Lorsque don Cornelio avait commencé à chanter, le patio, ainsi que nous l’avons fait observer, était complétement désert ; mais peu à peu, au fur et à mesure que le musicien s’animait, de tous les coins de la cour, des portes s’ouvraient, des hommes et des femmes apparaissaient, s’avançaient doucement vers le chanteur, se groupaient autour de lui ; si bien qu’après la ritournelle finale il se trouva entouré d’un cercle d’auditeurs enthousiasmés qui l’applaudirent avec frénésie.

Don Cornelio se leva de la margelle sur laquelle il était assis, ôta son chapeau et salua gracieusement l’assistance.

— Voilà, dit-il à part lui, ce qui donnerait à réfléchir à cet animal d’Indien qui apprécie si peu la bonne musique.

— Capa de Dios ! s’écria un arriero, voilà ce que j’appelle chanter.

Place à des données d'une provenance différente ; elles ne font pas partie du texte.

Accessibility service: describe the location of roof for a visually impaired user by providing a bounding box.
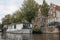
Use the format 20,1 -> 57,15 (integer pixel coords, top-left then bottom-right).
48,22 -> 60,26
56,5 -> 60,11
50,3 -> 60,11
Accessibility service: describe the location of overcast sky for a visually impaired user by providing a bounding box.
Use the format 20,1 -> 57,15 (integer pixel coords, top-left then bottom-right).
0,0 -> 60,22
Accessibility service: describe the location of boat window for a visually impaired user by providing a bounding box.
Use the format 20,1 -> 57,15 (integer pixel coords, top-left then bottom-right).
14,25 -> 16,29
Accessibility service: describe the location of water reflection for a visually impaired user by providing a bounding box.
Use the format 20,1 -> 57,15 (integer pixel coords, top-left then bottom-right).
0,33 -> 59,40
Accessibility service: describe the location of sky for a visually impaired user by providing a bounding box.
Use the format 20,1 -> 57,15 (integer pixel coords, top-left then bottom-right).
0,0 -> 60,22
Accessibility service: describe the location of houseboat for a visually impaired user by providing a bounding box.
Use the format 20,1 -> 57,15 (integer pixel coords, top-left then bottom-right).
4,23 -> 32,33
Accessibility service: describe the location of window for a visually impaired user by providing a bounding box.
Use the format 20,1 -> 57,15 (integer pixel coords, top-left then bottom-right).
14,24 -> 16,29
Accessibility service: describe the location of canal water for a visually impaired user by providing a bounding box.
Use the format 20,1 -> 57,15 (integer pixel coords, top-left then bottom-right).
0,33 -> 60,40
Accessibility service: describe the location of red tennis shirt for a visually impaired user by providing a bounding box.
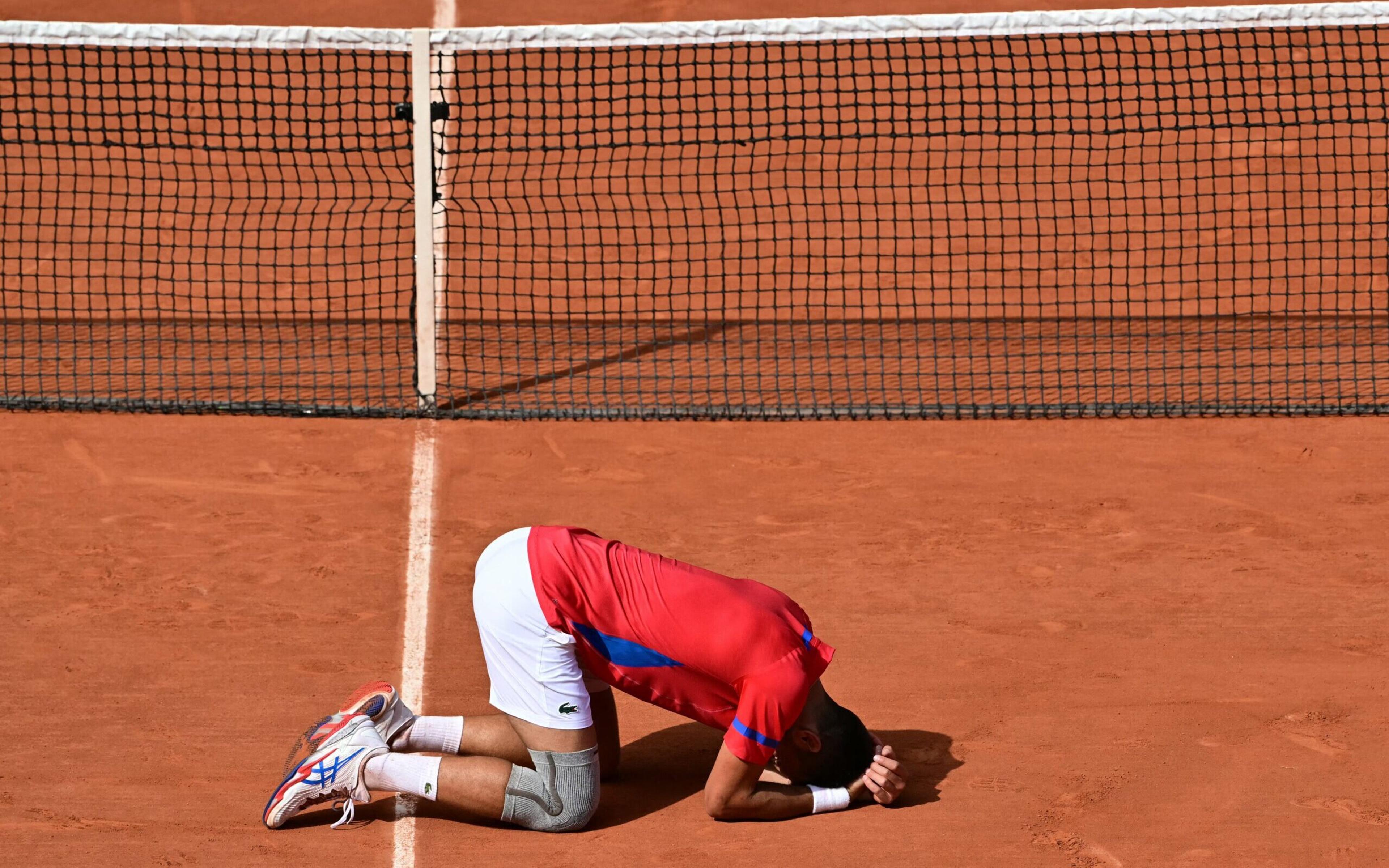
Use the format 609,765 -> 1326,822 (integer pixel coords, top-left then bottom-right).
528,528 -> 835,765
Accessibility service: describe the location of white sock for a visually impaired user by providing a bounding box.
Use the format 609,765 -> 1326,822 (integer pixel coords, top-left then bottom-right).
390,716 -> 463,754
361,754 -> 443,801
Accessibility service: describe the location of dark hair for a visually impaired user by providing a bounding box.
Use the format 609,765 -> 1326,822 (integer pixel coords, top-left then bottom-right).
806,701 -> 876,786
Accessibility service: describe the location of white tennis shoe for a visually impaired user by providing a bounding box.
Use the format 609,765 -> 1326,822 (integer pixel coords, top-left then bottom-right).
325,681 -> 415,744
263,714 -> 390,829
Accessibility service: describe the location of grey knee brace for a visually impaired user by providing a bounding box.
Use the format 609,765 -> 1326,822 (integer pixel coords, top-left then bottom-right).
501,747 -> 599,832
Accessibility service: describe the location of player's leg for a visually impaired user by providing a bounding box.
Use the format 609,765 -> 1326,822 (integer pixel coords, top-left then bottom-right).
467,528 -> 599,832
365,529 -> 599,832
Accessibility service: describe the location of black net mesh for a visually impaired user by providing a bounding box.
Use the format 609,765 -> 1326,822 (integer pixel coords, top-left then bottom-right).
0,26 -> 1389,418
435,26 -> 1389,418
0,44 -> 417,414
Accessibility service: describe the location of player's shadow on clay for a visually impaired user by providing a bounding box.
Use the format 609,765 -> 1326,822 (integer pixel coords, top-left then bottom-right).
285,724 -> 963,829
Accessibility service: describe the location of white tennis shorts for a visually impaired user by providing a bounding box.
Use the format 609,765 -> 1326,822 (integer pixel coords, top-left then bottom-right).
472,528 -> 608,729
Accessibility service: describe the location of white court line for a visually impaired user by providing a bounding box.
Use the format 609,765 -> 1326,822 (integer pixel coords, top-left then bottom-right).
390,421 -> 435,868
390,0 -> 458,868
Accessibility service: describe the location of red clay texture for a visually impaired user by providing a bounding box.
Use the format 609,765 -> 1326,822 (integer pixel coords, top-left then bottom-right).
0,414 -> 1389,868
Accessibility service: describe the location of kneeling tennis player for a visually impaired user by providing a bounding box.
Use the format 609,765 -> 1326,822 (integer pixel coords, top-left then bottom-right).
264,526 -> 906,832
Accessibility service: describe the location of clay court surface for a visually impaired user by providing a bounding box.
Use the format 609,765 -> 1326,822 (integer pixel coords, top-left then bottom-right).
0,414 -> 1389,868
0,0 -> 1389,868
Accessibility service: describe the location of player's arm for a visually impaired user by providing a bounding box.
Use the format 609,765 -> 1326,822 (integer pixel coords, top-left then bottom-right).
704,744 -> 815,820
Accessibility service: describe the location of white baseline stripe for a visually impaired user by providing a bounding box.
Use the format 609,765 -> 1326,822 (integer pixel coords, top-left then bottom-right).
390,421 -> 435,868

— Pauvre señor don Rodrigo, a-t-il dû souffrir ! observa une jeune criada au jupon court et au grand œil fripon.

— Et ce perfide picaro de comte Julien, qui a introduit les Mores en terre catholique ! fit l’hôtelier avec un geste de colère.

— Dieu soit loué ! s’écria en chœur l’assistance, espérons qu’il rôtit au plus profond des enfers.

Don Cornelio était en proie à la jubilation la plus grande ; jamais il n’avait obtenu un tel succès.